As the seemingly supernatural menace of ‘Mister Babadook’ makes itself known, Kent’s film essentially overplays its hand. The final pages of the book reveal themselves and detail the downward spiral Amelia is on, reflecting that the true menace to the two of them is not without but within. Kent has made fantasy out of a very real, very sinister possibility; Amelia’s depression and suppressed grief is about to combust. Samuel and the family dog are in serious danger. Like a matriarchal reflection of The Shining, we’re left with half the film’s running time ticking by toward events that seem oppressive and inevitable. And Samuel doesn’t have the whole of The Overlook to hide in.

As such The Babadook eschews the jump scares and confrontational nastiness of much of modern commercial horror in favour of something genuinely insidious. It may not run on surprises (for the most part), but Kent’s film succeeds remarkably because the audience is led to fear the worst. The breaks don’t work, and there’s nothing the viewer can do to steer this vehicle to safety. The journey becomes thrilling because, shit, you can’t stop it.

Horror is always strongest when the antagonistic element resonates as a psychological or sociological metaphor. Kent’s manifestation of Amelia’s deeply troubled mindset is barely masked at all, making a lot of The Babadook seem, potentially, heavy-handed. Yet one senses that Kent has no interest in being subtle about things here and wants to address the matter. In which case her film is a success, especially at the end. Playing against type for the much of the genre (fittingly, considering her subject matter) there is no definitive win here. Kent has the smarts to let her finale thrive on a sense of compromise (not to mention a sense of humour) with the ongoing hope that we can, eventually, improve ourselves, even if damage has most certainly been done.

Praise also ought to go to the production design team here. Like Juhasz’ book, they have cast the stage for this story in the grim monotone of mourning. Even Samuel’s walls and bed sheets are hewn in shades of black and grey. Colour is rare to find in this film. Again, it’s bold visual hand-holding for the viewer, but it serves Kent’s purpose, aesthetically making you wonder if this isn’t the kind of thing a more grounded Tim Burton might attempt if he had any original ideas at this point.

Regardless, Kent’s direction is assured to a fault, far more than one might expect from a debut feature. The film is crisp, clean, almost clinical in its editing. It’s a modern piece of work through and through, yet it manages to feel timeless thanks to it’s universal themes.

Is it perfect? No. Tough as it is to say, there’s a mismatch between the leads here. Essie Davis is incredible, bringing in one of the year’s most transformative performances. Noah Wiseman, however, is betrayed by his inexperience, and at times it seems as though Kent is pushing him to win the race for most-annoying-child-performance when all the other contestants have been sent to the naughty step.

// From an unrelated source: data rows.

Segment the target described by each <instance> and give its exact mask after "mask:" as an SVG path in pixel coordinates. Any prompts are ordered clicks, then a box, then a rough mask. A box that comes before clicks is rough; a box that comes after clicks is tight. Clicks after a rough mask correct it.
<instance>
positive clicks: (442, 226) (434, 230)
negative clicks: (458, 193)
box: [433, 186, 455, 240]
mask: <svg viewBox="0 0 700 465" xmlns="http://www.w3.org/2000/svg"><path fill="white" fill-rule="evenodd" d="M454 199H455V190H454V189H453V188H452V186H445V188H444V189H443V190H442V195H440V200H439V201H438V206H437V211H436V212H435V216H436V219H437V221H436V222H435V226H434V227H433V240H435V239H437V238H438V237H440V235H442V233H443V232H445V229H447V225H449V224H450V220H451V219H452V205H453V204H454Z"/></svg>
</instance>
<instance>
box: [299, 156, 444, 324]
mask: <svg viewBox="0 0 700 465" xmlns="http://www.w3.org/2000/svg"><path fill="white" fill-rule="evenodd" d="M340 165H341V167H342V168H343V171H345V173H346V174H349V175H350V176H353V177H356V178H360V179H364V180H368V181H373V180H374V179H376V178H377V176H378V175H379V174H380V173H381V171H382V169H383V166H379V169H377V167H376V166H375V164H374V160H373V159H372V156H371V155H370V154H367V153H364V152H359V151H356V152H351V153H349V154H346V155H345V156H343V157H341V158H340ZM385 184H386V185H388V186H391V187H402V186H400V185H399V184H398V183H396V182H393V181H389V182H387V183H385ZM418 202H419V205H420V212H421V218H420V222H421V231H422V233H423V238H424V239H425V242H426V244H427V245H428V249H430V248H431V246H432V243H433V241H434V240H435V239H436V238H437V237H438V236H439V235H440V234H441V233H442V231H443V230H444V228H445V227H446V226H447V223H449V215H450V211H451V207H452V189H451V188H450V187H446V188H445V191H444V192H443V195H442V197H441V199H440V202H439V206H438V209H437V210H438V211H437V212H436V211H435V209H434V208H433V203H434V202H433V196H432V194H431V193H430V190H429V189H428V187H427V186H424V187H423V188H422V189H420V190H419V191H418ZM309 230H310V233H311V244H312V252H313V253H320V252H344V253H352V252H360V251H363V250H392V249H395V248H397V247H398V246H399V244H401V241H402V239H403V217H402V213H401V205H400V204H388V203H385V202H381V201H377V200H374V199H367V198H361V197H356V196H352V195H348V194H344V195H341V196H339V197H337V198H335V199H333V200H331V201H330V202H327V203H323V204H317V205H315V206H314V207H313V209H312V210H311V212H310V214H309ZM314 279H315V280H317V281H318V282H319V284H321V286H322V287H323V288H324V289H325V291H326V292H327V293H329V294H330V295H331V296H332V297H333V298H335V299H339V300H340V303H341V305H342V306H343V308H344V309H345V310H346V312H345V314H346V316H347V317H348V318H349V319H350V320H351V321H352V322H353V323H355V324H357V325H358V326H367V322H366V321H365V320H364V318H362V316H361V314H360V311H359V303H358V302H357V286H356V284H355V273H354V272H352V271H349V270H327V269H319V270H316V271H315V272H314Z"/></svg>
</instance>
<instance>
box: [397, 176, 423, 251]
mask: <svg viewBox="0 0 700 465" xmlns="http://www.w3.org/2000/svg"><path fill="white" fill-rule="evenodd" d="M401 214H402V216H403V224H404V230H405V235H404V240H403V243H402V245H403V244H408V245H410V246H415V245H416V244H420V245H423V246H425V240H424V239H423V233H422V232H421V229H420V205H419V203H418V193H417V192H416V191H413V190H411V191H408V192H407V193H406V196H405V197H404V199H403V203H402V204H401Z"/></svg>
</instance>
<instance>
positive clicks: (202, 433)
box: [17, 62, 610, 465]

I don’t like picking on the kids (that’s the official line, anyway), but Wiseman’s Samuel makes the first act of this film especially difficult to get through. The intent may well be to make the viewer sympathise with Davis’ harangued Amelia. It works. While genre fans looking for serious scares may come away disappointed that Kent’s primary focus is on the message rather than a visceral experience. This too may well explain the sense of deja vu in the general set up, if not the execution.

Even so, in a less-than-vintage year for horror, The Babadook stands as 2014’s standout entry as far as I’ve seen, and is well worth investigation if you like your chills with a little substance and a modicum of depth.